The authors examined poorly understood organs known as ‘scale sensilla’ that are found on the heads of many lizards and snakes. In land snakes, these organs have a tactile function and are used for sensing objects by direct contact. In sea snakes and sea kraits, scale sensilla purportedly function as hydrodynamic receptors capable of sensing vibrations underwater. The authors found that the quantification of the sensillum ultrastructure and overall coverage of sensilla, as a proxy for ‘sensitivity’, revealed that dome-shaped and higher coverage had evolved only in the aquatic snakes. Their findings suggest a derived, possibly hydrodynamic, role for scale sensilla in sea snakes and sea kraits.
In this research article, the authors examined a protein called sclerostin that is known to negatively regulate bone growth. This protein is of interest as it could be used in novel therapies that might help fight osteoporosis, a disease that affects a number of elderly people. Osteoporosis causes a continuous decrease in bone density that leads to an increasing risk of fractures. Antibodies that neutralise sclerostin’s bone growth-inhibiting function have been shown to counteract bone loss providing hope for osteoporosis patients to regain bone mass. In this article the authors present a crystal structure of an antibody fragment inhibiting sclerostin’s action.
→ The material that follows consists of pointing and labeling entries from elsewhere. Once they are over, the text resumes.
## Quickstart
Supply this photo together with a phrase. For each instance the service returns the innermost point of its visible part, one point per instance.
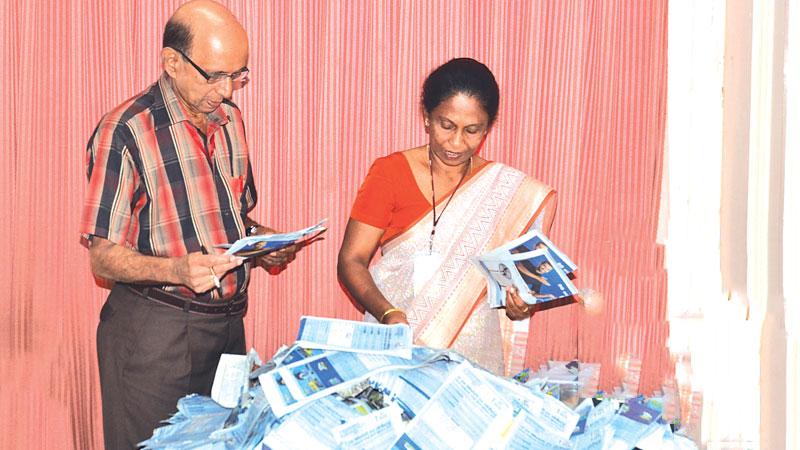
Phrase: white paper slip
(355, 336)
(230, 378)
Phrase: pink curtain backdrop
(335, 85)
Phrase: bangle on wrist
(389, 311)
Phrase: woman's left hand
(278, 260)
(516, 308)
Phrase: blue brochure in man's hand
(261, 244)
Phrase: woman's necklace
(433, 195)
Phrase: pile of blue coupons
(358, 385)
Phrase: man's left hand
(277, 260)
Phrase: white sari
(449, 310)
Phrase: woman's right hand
(516, 308)
(395, 317)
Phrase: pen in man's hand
(213, 274)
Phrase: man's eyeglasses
(239, 78)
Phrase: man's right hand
(195, 271)
(200, 272)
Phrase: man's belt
(224, 307)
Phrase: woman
(433, 207)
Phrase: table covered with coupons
(357, 385)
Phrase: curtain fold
(334, 86)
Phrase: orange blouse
(389, 197)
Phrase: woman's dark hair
(462, 76)
(177, 35)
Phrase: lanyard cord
(433, 195)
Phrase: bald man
(169, 180)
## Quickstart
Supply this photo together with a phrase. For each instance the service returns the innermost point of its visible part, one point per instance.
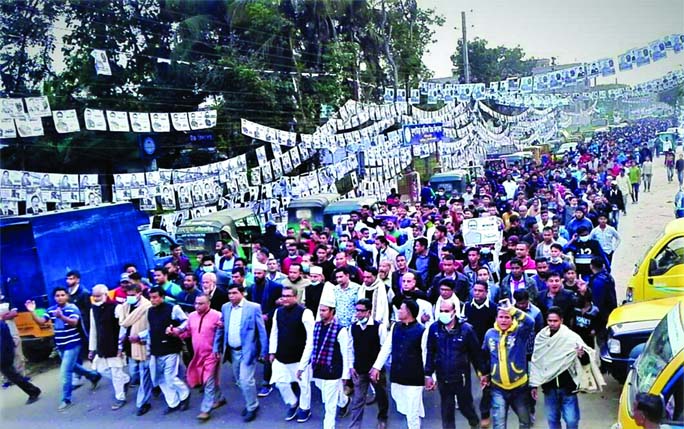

This could be used for the design of new and highly efficient anti-sclerostin antibodies and drugs to treat osteoporosis.
The neocortex is a structure unique to mammals thought to mediate higher cognitive abilities and is highly variable in size among taxa. In this article, a group of authors from the Universities of Bath, Lincoln and Oxford, explored the genomic basis of the variations of size of the neocortex. They showed a significant link between gene family size, which varies through gene duplication and deletion of related genes, and the size of the neocortex. They concluded that these genes offer new avenues for research on the molecular basis of neocortex development in highly encephalised species and are consistent with a central role for gene duplication/deletion in the evolution of complex phenotypes.